Faut au moins lui reconnaître que c’est elle qui écrit ses textes

Quand un animateur radio questionne un artiste sur ses influences musicales, il s’entend souvent répondre un truc du genre : « Oh, tu sais, je suis large, hyper large.  Je pense que j’aime tout,  à l’exception des musiques très commerciales. » Mais les musiques très commerciales, on les déteste tous, en fait.  C’est exactement le concept du con : à chacun sa propre définition du genre et l’échantillonnage de spécimen représentatifs qui va avec.

On est tous la musique commerciale de quelqu’un. La musique commerciale, c’est tout simplement la musique qu’on n’aime pas et qui marche (ou qui pourrait marcher, « parce qu’il y a sûrement assez de cons pour accepter d’écouter une bouse pareille »). C’est la musique de gens qu’on trouve un poil plus cons que nous. Verbaliser le fait qu’on n’aime pas la musique commerciale, c’est comme pisser dans un violon : c’est comme dire qu’on n’aime pas les cons.

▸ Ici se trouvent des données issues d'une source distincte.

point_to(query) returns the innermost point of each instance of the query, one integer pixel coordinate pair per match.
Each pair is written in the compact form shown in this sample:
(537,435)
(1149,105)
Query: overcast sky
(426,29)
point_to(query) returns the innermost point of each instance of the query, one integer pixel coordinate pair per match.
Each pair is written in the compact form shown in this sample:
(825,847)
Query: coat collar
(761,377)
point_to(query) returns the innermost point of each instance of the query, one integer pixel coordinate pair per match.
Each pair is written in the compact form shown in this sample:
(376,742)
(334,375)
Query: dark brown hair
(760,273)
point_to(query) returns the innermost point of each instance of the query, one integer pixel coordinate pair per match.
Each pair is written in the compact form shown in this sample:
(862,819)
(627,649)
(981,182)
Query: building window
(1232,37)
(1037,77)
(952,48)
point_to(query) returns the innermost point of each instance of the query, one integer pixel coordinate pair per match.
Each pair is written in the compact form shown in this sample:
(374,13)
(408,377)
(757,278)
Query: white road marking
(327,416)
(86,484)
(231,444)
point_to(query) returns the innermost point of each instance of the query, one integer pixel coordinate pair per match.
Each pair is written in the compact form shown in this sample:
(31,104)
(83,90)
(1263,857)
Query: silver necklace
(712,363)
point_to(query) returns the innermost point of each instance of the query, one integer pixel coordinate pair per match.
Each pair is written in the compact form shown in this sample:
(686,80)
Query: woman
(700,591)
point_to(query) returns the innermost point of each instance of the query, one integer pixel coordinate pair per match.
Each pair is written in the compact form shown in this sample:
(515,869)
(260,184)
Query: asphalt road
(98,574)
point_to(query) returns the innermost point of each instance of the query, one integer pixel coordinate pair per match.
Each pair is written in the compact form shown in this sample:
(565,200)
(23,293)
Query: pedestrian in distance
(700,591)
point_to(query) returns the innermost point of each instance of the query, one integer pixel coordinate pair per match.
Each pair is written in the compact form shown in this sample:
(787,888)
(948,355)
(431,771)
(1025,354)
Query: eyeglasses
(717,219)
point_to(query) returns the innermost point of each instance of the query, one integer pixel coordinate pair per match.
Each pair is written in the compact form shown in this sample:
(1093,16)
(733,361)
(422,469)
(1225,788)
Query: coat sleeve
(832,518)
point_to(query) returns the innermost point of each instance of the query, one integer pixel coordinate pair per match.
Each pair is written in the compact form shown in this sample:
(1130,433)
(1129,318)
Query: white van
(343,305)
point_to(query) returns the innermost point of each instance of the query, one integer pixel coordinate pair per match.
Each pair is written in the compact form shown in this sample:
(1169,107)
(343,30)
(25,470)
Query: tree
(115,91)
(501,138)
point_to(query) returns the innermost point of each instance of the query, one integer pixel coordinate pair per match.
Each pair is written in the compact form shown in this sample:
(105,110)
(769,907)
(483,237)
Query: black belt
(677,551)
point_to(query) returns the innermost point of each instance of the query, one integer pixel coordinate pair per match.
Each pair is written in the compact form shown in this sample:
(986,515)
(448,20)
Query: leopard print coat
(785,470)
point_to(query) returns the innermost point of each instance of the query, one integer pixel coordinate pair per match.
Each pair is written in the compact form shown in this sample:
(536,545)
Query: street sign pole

Après, y’a la musique des gens plus raffinés que nous et qui ne nous touche pas parce qu’on a pas l’outillage sensoriel et intellectuel pour la recevoir. On dit en général que c’est franchement pas funky et que « ça se veut » intello. « Ouais, l’album est pas mal, mais, je sais pas, ça se veut un peu intello, quoi. Les trois premières plages sont franchement chelou, non ? »  

Moi je complexe vachement à l’idée d’être la musique commerciale de plein de gens. Dès que je rencontre quelqu’un qui semble avoir une solide culture musicale, je bredouille vite fait que je « fais un peu de chanson » et que c’est « chiant de me trouver sur internet, de toute façon. « 

Après, ce qui me sauve aux yeux de certains, et ce qui sauve en réalité tous les auteurs-compositeurs-interprètes de ce bas-monde, c’est que j’écris mes textes et que je monte toute seule sur scène.

« Nan mais Fleur, son univers, tu vois, on aime ou on aime pas [Traduction : en ce qui me concerne, je n’aime pas du tout], mais il faut au moins lui reconnaître que c’est elle qui compose et qui écrit ses textes. Et puis, monter toute seule sur scène, comme ça… « 

Je m’en fous, je dis que je suis une chanteuse, et ça passe. Nico il dit qu’un jour je serai peut-être même une vraie de vraie. Une chianteuse, quoi.